One early morning when a cluster of cars was parked near the grocery and the rest of the expansive lot was vacant, single geese stood here and there among the empty spaces like sentinels on alert. Casting long shadows by the rising sun, they held their ground with necks outstretched, as if waiting for a signal to assemble. What was their purpose? Why spread out across an expanse of blacktop when the comfort of grass was near? The scene was at once mysterious, hauntingly beautiful, and absurd.
As endearingly humorous as I find geese to be, it doesn't look like their lives are a lighthearted existence. There is the constant threat of predators, the perils of living among so much machinery and technology, the ongoing search for sustenance and shelter from the elements, and perhaps most discouraging of all, perpetual infighting. I could stand by the gas pump with a grin as I watched one goose asserting his dominance over the other, a frenzy of exaggerated honking, flapping wings, and the cowering retreat of the humiliated challenger. It all looks so silly, perhaps because it is the metaphoric reduction of human conflict to its most essential elements. Who hasn't seen more or less the same thing among homo sapiens in the workplace? So I laugh when I see squabbling geese, yet their noisy confrontations must be deadly serious to them. Again, the delicious irony: our gravest disputes are just as meaningless to geese.

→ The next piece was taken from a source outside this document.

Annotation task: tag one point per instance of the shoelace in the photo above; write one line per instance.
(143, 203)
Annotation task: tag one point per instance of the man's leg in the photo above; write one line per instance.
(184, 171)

Are they amused by us? It seems highly unlikely. But I bet they're honking mad about that retention pond.

June 19th, 2010 - 21:27
HI Bob: Reminds me of a sad incident at the Lima Applebee’s -a lone duck used to come running along the parking lot and quack and “duck” wail, following anyone s/he could catch up to, all the way into the restaurant. The wait staff told us the duck’s mate had been killed, I think in traffic, as they had lived together on the retention pond between Applebee’s and Meijers -it was soooo sad, they wandered around all day and night searching for their lost mate and crying to all around them -we heard some sympathic soul took him/her to a country pond hoping to ease its sorrow -hopefully, this is true and it worked!